Back in December 2007, she wrote:
But unlike quirky, cool British girls, U.S. ones have no real style when it comes to fashion, merely putting on whatever American Vogue tells them to.
They (and I am talking mostly here about women who work in the fashion and media worlds, and who live in LA or New York) are also incredibly, earth-shatteringly, want-to-eat-your-own-arm-when-they-are-talking-to-you boring.
We shouldn't be fooled by Carrie Bradshaw and her ilk - they have scripts. When you have the misfortune to meet one, they will give you a glassy, unfocused stare, like that of a shark, swiftly followed by the mantra: "Hi, how are yeeewww?" (as if they care, unless you are A) male; and B) own a yacht).
American women are also mindbogglingly stupid. Rare is the New York female high-flier who A) knows how to dial Britain; and B) can ever work out that they might just be ringing in the middle of your night.
They all have several masters degrees, which makes me think the American version must be multiple choice, are fearsomely ambitious, despite having absolutely zero talent (have you read the super-sycophantic dribblings in New York Magazine? Ohmigod!), and obsessed with staying young and marrying rich.
Why any man would prefer one of these honey-skinned, difficult, vacant, blow-dried-daily divas to a lovely, super-intelligent, witty, self-deprecating British girl (OK, me) is beyond belief.It should be noted, however, that her ex-husband left her for an American woman.

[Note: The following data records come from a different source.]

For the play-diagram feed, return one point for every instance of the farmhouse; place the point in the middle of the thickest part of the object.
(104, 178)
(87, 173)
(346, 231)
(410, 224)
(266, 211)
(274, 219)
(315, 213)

And just this past weekend, she was at it again with this blanket statement:
I told you all American women were stupid.Obviously I'm Canadian and even if I were American, I wouldn't be offended in the slightest because Miss Jones comes across as nuts, neurotic and bitter. Nonetheless, I have been on the receiving end of such Anti-American attitude. It's only happened to me once, in the three and a half years since I've lived here, and I am convinced the attitude was entirely due to the fact that the woman assumed I was American.
About two years ago, Paul and I ventured into IJ Mellis Cheesemonger for some posh French cheese. As we stepped into the wee shop, a well-dressed middle-age woman followed us in. Paul and I poked around the store while the middle-age woman went to the counter to order. After deciding which cheese to buy, I went to the counter as well. The lovely shop attendant came over and upon asking her how much the Vacherin was, the middle-aged woman slowly turned to look at me, gave me a once-over glance and assuming I was American, narrowed her eyes at me and LITERALLY upturned her nose to me.
Maybe it was because I asked how much the cheese was but honestly, I can only assume it was because she thought I was an uncouth and barbaric American. After she left the shop, Paul asked me what her problem was. I was so shocked by her incorrect summary of myself, I could only manage to respond in four-letter words.
Who knows? Maybe it was Liz Jones herself. Then again, I highly doubt Miss Jones would step foot in Glasgow.